Cheguei cansada da rua, já é tarde, estou querendo uma taça de vinho e uma sopa quente. Parei o carro na entrada. O porteiro me conhece há 18 anos já. Ele pede pra que eu espere, tem algo pra me entregar. Eu gosto muito das pessoas que trabalham aqui no prédio, e sempre brinco com eles quando meu humor permite. Este funcionário, especialmente, é com quem mais converso. Ele gosta de cinema, internet, política, programas da Discovery Channel, está meio por dentro de tudo de atualidades, gosta de documentários. Quando tem sobrando alguma mídia de enciclopédias ou de geografia e história, ele se lembra de mim, e guarda e me dá. Também quando tem filmes duplicados ele costuma guardar pra mim. Engraçado uma pessoa que nos conhece tão pouco acabar nos conhecendo de certa forma bem. Pois quando ele me entrega a correspondência de contas ou envelopes com trabalho eu brinco que ele só tem essas coisas ruins pra me entregar... Ele brinca que gostaria de ter coisas melhores, mas "é o que tem". Hoje, ele me entregou um envelope volumoso de uma editora, e eu disse: "Você é mau comigo, só contas e trabalho! Há algum tempo vinham flores e chocolates, até de admiradores secretos, você lembra? Até hoje não consegui desvendar quem são... Hoje, tudo mudou..." E fingi uma tristeza... Ele riu, e me respondeu: "Mas os cheques caem na sua conta diretamente, caso contrário, eu mesmo poderia entregar o pagamento dos trabalhos pra você... " E gargalhamos, pois essa foi uma boa saída dele. Uma pessoa boa, bem-humorada e gentil.
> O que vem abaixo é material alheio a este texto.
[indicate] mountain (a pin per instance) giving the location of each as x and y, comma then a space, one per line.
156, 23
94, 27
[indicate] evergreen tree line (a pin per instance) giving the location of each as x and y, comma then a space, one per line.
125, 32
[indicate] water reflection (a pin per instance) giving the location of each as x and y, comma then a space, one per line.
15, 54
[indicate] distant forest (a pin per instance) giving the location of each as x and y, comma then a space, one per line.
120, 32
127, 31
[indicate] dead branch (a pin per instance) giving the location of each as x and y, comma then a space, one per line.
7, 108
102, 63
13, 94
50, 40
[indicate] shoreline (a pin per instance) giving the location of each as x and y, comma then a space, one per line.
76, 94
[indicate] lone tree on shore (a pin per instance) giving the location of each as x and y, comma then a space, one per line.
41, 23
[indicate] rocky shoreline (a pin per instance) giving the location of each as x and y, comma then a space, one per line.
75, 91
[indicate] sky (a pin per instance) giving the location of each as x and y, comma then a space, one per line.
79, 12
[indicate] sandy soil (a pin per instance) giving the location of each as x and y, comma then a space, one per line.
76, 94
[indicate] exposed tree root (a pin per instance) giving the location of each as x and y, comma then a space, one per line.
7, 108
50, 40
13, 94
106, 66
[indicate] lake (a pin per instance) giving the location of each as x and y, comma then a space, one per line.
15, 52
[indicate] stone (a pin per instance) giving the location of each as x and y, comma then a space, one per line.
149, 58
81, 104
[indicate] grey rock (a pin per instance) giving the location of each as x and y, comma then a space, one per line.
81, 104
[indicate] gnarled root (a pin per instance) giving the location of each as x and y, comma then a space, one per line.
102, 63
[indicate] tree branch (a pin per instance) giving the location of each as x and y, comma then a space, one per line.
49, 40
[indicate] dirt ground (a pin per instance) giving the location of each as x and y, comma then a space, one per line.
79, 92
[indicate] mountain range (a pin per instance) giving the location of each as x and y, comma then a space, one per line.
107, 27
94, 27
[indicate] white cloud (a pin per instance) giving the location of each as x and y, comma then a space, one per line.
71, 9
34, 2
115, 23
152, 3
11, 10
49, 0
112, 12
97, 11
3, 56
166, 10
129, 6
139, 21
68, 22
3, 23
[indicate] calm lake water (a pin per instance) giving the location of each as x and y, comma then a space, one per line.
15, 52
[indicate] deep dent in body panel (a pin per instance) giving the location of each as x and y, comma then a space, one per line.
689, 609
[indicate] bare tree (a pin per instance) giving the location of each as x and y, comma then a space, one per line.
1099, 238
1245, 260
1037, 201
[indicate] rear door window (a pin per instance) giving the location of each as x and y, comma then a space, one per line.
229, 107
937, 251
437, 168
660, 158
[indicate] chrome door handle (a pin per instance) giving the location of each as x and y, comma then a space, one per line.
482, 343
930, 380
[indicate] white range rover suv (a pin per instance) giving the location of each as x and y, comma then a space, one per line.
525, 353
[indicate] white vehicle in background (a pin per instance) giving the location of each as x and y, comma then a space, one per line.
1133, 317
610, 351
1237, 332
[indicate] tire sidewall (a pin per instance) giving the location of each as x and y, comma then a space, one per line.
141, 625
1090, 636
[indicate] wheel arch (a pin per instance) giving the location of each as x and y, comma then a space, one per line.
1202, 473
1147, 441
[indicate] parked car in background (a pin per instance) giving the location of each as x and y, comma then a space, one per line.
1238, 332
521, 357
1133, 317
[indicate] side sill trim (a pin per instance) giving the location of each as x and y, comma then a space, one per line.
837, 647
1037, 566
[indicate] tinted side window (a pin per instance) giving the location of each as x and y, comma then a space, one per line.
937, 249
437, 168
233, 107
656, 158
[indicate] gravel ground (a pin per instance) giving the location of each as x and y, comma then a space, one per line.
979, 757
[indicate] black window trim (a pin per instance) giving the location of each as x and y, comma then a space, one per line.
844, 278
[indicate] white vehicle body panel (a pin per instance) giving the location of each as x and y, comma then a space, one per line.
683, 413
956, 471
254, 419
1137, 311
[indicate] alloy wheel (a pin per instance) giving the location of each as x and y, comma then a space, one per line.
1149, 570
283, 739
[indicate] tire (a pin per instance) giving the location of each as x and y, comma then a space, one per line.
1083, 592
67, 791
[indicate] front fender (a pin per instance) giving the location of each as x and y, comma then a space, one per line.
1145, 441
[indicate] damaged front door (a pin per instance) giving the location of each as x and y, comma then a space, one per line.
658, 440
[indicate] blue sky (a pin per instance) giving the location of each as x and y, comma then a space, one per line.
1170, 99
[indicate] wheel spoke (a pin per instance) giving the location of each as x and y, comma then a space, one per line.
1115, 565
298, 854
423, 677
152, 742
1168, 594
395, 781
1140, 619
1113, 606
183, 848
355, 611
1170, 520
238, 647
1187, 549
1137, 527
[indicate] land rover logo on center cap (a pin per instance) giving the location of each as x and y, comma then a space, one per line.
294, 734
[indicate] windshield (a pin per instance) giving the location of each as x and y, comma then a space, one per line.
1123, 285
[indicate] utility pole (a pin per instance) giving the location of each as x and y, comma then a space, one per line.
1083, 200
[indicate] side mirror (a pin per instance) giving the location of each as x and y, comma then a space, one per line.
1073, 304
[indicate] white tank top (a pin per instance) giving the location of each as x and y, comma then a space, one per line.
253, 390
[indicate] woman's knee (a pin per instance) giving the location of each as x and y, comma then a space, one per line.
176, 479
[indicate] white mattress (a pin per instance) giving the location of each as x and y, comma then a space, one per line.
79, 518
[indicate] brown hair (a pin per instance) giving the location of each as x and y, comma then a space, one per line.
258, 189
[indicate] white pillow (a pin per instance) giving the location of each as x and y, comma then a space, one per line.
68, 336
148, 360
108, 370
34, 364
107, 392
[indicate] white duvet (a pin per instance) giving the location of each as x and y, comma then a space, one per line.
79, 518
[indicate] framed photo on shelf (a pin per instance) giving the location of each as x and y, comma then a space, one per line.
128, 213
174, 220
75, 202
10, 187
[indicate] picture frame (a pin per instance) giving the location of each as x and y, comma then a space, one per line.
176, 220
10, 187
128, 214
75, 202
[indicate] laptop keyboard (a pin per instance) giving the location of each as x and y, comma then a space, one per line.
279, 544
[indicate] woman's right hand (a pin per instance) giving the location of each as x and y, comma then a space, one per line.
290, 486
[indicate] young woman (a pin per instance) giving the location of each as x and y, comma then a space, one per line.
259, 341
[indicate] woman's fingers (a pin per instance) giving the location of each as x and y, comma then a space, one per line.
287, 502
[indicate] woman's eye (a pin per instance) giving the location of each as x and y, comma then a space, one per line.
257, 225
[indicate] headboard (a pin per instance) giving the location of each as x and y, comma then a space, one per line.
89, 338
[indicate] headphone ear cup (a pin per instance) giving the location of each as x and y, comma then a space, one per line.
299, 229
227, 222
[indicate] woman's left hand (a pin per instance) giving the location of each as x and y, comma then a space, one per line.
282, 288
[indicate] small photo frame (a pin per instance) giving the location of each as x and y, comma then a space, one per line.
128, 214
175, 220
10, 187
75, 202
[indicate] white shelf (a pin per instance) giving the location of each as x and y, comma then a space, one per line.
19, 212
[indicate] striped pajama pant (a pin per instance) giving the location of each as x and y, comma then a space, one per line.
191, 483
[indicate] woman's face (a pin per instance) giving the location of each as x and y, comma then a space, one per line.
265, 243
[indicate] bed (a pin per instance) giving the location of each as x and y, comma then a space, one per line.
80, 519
Quando peguei o elevador e cheguei ao meu andar, tocou o interfone e ele me disse que havia mais uma entrega pra mim. Fiquei na porta do elevador no meu andar esperando mais um envelope de trabalho provavelmente... Me embrulhei no casaco de lã e me aqueci com meus pensamentos mais profundos, imaginando que envelhecer tem uma faceta muito boa, que é essa tranquilidade que cai como uma névoa sobre nós, essa vontade de estar sereno na vida e no mundo; mas o outro lado da moeda é que estas surpresas inebriantes do destino são mais raras -- como receber flores de um anônimo... E pensativa me mantive, serena, esperando meu envelope.
Quando chegou, o que havia era uma rosa cor-de-rosa no chão do elevador, e no alto-falante interno o porteiro falou: "Pronto: assim você não diz mais que só recebe contas e não recebe mais flores. O nosso jardim tem essas rosas lindas o ano todo..." Uma rosa linda. Entrei, coloquei no vaso e fotografei. Afinal, as gentilezas são dignas de serem eternizadas.